Aims: To determine the safety and feasibility of continuous aspiration mechanical thrombectomy (CAT) for restoring patency to thrombosed hemodialysis reliable outflow (HeRO) arteriovenous grafts. ...Subjects and Methods: Between December 2016 and August 2017, eleven consecutive patients (average age 63, range 39-80 years) with thrombosed HeRO grafts underwent percutaneous thrombectomy procedures (n = 21) using the Penumbra Indigo® CAT 8 or CAT D (Alameda, CA, USA) thrombectomy catheter as the primary device to clear the venous outflow tract before removing the arterial plug with a compliant balloon. A total of 21 hemodialysis declot procedures using CAT were documented and analyzed. Average procedure length and fluoroscopy time, length of thrombus cleared, blood loss, complications, and time between thrombectomy procedures were recorded and compared to the same patient's previous three thrombectomy procedures. Results: All procedures were technically successful (100%) at restoring graft patency; however, reocclusion within 5 days occurred in four (19.0%) cases.
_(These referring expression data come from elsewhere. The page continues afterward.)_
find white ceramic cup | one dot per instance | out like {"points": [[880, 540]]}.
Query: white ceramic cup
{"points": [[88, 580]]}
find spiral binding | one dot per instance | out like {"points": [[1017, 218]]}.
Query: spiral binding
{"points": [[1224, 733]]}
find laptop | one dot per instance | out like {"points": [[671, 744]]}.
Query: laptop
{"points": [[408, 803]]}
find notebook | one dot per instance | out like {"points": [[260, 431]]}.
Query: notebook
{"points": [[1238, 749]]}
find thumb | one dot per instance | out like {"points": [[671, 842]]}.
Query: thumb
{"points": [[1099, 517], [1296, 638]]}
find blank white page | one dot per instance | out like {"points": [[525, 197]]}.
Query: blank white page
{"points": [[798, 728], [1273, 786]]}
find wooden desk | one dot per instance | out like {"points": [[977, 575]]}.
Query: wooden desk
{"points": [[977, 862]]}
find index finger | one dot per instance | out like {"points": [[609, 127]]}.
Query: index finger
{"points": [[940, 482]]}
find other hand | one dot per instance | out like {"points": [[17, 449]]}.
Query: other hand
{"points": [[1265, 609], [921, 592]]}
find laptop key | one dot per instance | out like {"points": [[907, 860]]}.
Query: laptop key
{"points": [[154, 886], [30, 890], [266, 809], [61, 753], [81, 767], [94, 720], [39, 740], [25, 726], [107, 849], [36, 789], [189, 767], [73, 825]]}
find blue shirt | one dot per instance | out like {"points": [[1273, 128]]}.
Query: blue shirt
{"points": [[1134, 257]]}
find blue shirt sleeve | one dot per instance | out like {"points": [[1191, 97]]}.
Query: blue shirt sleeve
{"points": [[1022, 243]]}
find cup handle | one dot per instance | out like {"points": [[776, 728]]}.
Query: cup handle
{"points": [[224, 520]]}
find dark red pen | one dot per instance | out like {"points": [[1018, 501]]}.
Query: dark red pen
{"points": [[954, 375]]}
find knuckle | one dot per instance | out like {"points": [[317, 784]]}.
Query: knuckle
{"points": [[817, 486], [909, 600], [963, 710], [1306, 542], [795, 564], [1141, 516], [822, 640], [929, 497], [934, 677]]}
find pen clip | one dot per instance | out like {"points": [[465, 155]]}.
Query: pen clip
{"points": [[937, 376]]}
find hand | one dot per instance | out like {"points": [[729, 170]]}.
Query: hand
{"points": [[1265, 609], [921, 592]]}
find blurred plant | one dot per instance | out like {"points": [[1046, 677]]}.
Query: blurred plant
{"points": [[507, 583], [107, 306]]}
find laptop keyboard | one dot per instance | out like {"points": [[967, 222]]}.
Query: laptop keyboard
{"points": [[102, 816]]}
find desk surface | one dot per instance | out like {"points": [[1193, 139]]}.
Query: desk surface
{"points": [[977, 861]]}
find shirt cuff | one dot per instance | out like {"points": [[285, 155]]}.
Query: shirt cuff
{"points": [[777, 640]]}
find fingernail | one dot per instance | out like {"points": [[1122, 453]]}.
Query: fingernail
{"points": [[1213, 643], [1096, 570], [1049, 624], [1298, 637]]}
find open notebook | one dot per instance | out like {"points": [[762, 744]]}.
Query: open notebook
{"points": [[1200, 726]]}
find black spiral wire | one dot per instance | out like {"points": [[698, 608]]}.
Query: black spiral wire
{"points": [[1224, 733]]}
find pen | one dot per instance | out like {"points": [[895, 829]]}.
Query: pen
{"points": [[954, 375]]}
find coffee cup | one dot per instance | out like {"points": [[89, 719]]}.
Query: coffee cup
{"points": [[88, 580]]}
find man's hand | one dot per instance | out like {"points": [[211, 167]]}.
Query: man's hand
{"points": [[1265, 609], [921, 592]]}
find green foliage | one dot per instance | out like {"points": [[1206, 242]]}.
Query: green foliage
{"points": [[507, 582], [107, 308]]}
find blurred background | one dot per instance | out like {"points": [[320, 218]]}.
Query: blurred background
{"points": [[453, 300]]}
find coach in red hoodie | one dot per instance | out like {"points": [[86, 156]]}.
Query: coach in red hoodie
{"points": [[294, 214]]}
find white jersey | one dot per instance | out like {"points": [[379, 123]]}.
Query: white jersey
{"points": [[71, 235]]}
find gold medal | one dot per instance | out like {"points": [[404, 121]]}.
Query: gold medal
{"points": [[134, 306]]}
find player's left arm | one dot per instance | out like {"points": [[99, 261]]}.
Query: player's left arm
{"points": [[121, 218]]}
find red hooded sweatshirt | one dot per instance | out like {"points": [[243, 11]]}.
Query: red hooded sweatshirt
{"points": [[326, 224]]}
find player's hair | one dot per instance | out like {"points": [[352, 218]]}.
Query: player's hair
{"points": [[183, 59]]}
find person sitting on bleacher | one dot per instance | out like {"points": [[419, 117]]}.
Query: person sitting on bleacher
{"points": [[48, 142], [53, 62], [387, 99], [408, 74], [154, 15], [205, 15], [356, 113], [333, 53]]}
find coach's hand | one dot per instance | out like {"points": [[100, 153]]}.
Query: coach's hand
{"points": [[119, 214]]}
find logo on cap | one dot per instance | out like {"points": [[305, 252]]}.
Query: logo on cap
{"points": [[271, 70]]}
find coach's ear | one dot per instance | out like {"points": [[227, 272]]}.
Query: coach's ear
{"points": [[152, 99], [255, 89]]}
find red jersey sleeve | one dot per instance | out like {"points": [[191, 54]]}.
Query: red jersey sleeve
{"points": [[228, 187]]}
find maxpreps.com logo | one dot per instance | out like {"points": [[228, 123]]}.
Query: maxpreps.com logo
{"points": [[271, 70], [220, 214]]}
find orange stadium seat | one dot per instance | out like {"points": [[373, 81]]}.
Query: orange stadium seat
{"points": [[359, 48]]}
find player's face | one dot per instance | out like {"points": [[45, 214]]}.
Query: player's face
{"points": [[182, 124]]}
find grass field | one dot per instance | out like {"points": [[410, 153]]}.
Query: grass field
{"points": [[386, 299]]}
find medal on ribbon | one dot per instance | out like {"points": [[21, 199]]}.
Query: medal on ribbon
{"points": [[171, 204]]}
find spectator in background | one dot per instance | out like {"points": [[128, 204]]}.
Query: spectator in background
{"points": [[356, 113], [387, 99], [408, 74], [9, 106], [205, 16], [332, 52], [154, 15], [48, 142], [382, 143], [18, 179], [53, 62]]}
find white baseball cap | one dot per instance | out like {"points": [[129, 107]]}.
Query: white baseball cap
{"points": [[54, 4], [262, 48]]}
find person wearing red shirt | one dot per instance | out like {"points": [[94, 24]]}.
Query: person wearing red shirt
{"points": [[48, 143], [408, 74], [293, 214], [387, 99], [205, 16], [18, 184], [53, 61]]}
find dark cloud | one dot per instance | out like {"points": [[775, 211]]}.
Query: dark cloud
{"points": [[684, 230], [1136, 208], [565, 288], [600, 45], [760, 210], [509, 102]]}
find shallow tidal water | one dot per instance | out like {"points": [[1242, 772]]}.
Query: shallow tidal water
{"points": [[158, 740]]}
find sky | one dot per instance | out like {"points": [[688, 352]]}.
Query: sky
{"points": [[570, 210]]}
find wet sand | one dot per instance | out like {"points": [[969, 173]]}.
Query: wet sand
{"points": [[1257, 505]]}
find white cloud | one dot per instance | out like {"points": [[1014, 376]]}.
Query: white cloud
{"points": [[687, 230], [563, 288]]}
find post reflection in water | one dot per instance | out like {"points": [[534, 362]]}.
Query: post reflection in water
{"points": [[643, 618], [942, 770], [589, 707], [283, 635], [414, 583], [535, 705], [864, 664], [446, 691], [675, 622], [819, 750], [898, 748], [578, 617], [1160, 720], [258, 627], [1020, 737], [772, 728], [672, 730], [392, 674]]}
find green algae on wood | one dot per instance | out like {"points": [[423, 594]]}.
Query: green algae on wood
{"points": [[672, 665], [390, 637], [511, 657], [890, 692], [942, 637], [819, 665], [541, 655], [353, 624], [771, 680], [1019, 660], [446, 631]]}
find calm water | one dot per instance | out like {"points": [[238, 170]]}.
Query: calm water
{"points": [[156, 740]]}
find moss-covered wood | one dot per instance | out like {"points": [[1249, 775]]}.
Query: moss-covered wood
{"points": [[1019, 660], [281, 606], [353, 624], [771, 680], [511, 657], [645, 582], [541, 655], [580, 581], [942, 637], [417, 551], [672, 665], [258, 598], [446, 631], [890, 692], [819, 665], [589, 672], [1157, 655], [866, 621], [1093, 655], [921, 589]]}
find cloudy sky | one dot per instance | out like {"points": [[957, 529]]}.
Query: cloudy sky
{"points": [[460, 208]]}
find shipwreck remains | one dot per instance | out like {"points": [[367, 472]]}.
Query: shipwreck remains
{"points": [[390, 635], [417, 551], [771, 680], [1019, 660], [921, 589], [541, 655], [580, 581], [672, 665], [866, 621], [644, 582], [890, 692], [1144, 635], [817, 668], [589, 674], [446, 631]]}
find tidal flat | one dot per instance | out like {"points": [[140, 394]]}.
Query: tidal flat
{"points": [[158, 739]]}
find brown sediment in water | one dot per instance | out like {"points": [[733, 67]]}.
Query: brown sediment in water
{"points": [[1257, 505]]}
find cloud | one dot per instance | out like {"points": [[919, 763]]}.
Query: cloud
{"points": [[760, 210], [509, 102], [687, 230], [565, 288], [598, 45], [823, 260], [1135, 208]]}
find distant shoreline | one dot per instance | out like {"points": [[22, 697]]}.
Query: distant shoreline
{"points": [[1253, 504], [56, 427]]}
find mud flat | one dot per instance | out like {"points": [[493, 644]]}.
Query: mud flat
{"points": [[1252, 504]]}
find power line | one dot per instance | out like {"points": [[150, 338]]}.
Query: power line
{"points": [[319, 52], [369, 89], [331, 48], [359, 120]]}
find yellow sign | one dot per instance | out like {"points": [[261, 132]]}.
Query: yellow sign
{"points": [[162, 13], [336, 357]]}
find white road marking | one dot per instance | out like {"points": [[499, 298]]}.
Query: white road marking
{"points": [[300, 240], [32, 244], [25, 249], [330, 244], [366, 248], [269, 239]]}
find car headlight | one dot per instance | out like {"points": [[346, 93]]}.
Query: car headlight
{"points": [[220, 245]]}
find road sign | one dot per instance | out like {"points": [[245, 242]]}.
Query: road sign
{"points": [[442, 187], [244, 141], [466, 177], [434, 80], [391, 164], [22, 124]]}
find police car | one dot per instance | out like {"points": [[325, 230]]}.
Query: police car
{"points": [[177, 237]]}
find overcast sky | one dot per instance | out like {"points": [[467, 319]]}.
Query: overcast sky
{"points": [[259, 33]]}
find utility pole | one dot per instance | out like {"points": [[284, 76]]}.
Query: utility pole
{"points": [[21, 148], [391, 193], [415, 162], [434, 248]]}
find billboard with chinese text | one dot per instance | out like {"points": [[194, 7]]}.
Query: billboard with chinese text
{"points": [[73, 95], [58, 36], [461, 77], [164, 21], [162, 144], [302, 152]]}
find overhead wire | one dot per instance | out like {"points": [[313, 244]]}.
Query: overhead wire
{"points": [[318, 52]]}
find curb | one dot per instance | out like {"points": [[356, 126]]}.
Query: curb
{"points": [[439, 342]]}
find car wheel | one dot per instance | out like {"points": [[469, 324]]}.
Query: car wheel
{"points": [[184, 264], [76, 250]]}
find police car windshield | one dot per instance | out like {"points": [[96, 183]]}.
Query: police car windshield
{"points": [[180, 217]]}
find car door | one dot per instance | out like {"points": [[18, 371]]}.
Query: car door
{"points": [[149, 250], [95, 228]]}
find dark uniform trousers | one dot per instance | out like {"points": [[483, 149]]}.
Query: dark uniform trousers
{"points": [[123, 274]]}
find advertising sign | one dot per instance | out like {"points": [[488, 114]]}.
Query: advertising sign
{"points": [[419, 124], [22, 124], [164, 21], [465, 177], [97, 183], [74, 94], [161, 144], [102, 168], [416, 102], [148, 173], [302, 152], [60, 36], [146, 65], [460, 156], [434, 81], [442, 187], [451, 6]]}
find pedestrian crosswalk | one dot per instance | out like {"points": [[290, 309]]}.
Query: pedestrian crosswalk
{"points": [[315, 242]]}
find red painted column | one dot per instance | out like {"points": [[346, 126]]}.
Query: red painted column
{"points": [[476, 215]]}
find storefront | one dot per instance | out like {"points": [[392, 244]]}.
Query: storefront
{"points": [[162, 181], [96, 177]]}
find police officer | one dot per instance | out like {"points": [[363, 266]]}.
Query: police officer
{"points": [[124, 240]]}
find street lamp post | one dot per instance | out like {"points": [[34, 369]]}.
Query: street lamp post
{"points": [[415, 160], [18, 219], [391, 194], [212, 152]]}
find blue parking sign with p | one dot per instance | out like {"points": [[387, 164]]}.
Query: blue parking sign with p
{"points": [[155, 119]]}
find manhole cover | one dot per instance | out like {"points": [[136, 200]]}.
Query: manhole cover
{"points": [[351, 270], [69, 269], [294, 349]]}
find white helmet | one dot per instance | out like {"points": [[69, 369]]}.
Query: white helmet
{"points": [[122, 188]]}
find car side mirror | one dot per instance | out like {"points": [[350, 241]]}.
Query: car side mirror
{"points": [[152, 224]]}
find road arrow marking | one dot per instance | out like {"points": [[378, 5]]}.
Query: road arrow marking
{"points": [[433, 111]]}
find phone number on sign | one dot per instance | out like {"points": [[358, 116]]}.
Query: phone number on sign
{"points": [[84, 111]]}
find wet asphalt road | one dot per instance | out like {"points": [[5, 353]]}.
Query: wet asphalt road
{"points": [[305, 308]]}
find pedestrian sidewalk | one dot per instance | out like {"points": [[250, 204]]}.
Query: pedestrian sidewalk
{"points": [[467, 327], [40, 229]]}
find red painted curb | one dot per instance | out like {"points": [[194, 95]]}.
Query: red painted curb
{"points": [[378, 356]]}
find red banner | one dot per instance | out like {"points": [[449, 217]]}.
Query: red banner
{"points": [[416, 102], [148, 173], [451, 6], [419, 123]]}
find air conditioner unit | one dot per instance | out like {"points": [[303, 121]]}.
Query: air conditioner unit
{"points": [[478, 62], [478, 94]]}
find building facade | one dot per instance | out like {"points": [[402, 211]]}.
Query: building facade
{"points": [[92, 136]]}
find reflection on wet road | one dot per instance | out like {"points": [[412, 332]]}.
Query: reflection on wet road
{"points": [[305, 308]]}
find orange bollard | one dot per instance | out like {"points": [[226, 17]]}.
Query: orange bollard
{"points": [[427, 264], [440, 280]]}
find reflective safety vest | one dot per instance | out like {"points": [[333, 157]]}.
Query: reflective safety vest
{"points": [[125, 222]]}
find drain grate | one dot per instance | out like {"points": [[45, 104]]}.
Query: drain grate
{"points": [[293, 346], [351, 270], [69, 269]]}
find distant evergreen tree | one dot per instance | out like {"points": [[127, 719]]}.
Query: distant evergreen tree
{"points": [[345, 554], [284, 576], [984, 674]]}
Three (14.3%) interventions required additional balloon maceration or sweep to clear the venous outflow following thrombectomy. Average thrombus length treated by suction thrombectomy measured 23.15 cm (range 2.2-65 cm). Average blood loss was 162.6 mL (range 50-250 mL). No procedure-related complications were recorded. The average procedure length and fluoroscopy time using suction thrombectomy was 74.7 and 14.2 min, respectively, compared with 82.0 and 14.0 min, respectively, in the previous thrombectomy procedures using standard methods (P > 0.05). Seventeen (81%) HeRO grafts treated by CAT presented with rethrombosis at a mean of 42.47 days (range 1-208 days, median 22 days, standard deviation SD 28.2 days) since CAT procedure compared to patients treated by conventional methods who presented for rethrombosis at a mean of 55.33 days (range 1-321 days, median 34 days, SD 43.1 days) since standard thrombectomy - no statically significant difference (P > 0.05). Conclusion: CAT is a safe and feasible method for removing thrombus and restoring patency to thrombosed HeRO grafts. Further studies are required to elucidate the advantages of CAT over standard thrombectomy techniques.